29

We werden klokslag zes gewekt en ik vroeg me af waar ik mee bezig was toen ik daarom vroeg. Kleine Schotten waren in mijn hoofd met stenen aan het gooien.

Kate draaide zich om, mompelde iets en begroef haar hoofd onder het kussen.

Ik vond in het donker de badkamer, gebruikte de ons verschafte toiletspullen en stapte onder de douche, wat me een onbetaalbaar gevoel gaf – of althans een gevoel ter waarde van 1200 dollar.

Ik liep de slaapkamer weer in, kleedde me in het donker aan en liet de schone slaapster nog even liggen.

We hadden allebei een nogal onrustige nacht gehad na een dag met veel te veel indrukken. Voor het eerst in lange tijd had ik weer gedroomd dat ik onder de brandende torens stond terwijl mensen uit het raam sprongen. Ik droomde ook dat Harry en ik een begrafenis bijwoonden.

Ik opende de andere toegangsdeur naar onze kamer en zag dat die toegang gaf tot een korte gang die weer uitkwam in de Great Hall.

Ik liep de Hall in, waar twee ronde tafels werden gedekt voor het ontbijt en waar aan beide kanten van het vertrek een grote open haard brandde. Het is dat ik al politieman was, anders was ik graag een Rockefeller geweest.

De keukendeur stond open en ik hoorde het geluid van mensen die met pannen bezig waren.

Ik dacht ook een stem met een Frans accent te horen die zei: ‘Worstenbroodjes?’ Gevolgd door gelach. Maar dat kan ook mijn verbeelding zijn geweest.

Op een bijzettafel stonden koffie en muffins. Ik schonk een kop zwarte koffie in, liep door de openslaande deuren naar buiten het terras op en snoof de berglucht op.

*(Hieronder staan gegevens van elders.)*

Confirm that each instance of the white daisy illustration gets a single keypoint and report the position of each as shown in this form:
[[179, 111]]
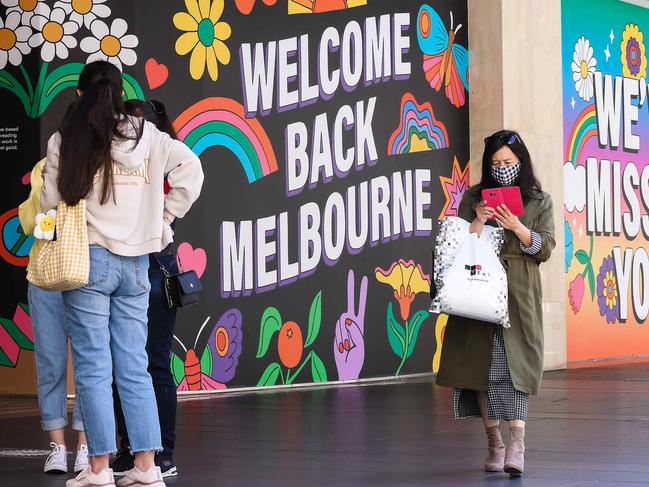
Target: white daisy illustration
[[13, 40], [53, 32], [112, 45], [83, 12], [583, 68], [26, 8]]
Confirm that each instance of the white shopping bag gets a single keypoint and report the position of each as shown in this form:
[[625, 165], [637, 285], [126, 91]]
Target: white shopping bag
[[471, 281]]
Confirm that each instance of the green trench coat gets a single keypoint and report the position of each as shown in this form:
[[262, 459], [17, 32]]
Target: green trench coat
[[466, 350]]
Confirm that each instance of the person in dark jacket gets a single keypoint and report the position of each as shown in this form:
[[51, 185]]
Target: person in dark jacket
[[494, 370]]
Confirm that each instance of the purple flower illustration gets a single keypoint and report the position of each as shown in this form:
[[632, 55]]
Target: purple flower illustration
[[225, 342], [633, 56], [607, 294]]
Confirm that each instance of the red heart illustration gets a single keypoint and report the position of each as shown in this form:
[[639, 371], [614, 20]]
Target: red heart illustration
[[156, 73]]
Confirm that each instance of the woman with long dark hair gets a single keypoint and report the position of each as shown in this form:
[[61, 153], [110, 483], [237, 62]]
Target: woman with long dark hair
[[161, 324], [494, 370], [117, 163]]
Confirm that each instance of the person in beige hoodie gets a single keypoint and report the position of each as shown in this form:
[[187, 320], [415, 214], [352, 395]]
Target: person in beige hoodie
[[117, 163]]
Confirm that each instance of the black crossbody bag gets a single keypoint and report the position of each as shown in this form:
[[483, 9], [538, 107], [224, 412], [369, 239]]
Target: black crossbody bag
[[182, 289]]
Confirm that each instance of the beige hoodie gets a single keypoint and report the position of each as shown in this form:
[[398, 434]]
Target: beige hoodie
[[135, 222]]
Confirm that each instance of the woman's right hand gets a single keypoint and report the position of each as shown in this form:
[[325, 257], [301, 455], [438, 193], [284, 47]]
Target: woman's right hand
[[484, 212]]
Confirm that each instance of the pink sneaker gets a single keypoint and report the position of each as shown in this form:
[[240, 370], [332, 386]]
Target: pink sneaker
[[138, 478], [88, 479]]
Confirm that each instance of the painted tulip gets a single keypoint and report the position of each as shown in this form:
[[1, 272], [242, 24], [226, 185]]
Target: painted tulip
[[576, 293], [407, 280], [290, 344]]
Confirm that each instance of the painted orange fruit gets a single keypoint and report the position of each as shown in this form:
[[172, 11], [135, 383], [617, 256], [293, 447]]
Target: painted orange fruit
[[289, 344]]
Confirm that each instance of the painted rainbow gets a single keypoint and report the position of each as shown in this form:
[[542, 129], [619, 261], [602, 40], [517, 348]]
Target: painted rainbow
[[418, 129], [221, 122], [584, 129]]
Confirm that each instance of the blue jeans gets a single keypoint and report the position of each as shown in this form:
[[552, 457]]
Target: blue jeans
[[108, 330], [51, 351]]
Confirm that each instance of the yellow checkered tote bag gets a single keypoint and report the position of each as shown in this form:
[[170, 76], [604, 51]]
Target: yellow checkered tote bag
[[63, 264]]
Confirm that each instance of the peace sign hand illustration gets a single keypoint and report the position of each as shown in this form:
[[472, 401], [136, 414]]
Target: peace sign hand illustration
[[349, 342]]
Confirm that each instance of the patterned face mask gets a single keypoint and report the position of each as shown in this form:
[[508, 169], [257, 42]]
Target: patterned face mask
[[506, 176]]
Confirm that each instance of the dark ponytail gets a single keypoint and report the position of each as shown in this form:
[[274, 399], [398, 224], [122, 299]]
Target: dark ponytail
[[87, 133], [153, 111]]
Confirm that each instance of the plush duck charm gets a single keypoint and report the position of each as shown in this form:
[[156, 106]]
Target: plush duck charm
[[45, 225]]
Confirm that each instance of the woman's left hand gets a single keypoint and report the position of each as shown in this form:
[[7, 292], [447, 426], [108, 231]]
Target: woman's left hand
[[506, 218]]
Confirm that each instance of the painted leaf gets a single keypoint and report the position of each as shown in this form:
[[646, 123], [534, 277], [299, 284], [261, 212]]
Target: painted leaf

Het was nog steeds donker, maar ik zag dat het een heldere hemel was, dus zou het weer een mooie dag worden in Gods land.

Onder rechtshandhavers heerst een wijdverbreide mening, gestaafd door ervaring en statistieken, dat bij een onderzoek de eerste achtenveertig uur van cruciaal belang zijn. Inlichtingenwerk en contraterrorisme verlopen echter in een wat rustiger tempo. Daar zijn goede redenen voor, maar mijn instinct en ervaring als politieman zeiden me dat bijna alles wat je moet weten en bijna alles wat je zult ontdekken, binnen twee dagen, hoogstens drie, boven water komt.

Wat je met die tijd en die informatie doet, maakt het verschil tussen een met succes afgeronde zaak of een troebele puinhoop van bemoeizuchtige bazen, hersenloze aanklagers, verdachten die volkomen afgeschermd worden door advocaten en seniele politierechters. Als je al die mensen de kans geeft om na te denken, raak je door alle analyses in paralyse.

Terwijl ik zo met mijn ochtendlijke overpeinzingen bezig was, kwam Kate het terras op, gekleed in een ochtendjas en slippers en met een kop koffie in haar hand. Ze geeuwde, glimlachte en zei: ‘Goeiemorgen.’

‘Goeiemorgen, mevrouw Rockefeller.’ Getrouwd of niet, maar het ochtendritueel après seks was een kus, een complimentje en een verwijzing naar het vrijen, en dat allemaal romantisch zonder truttig te klinken en expliciet zonder grof te zijn.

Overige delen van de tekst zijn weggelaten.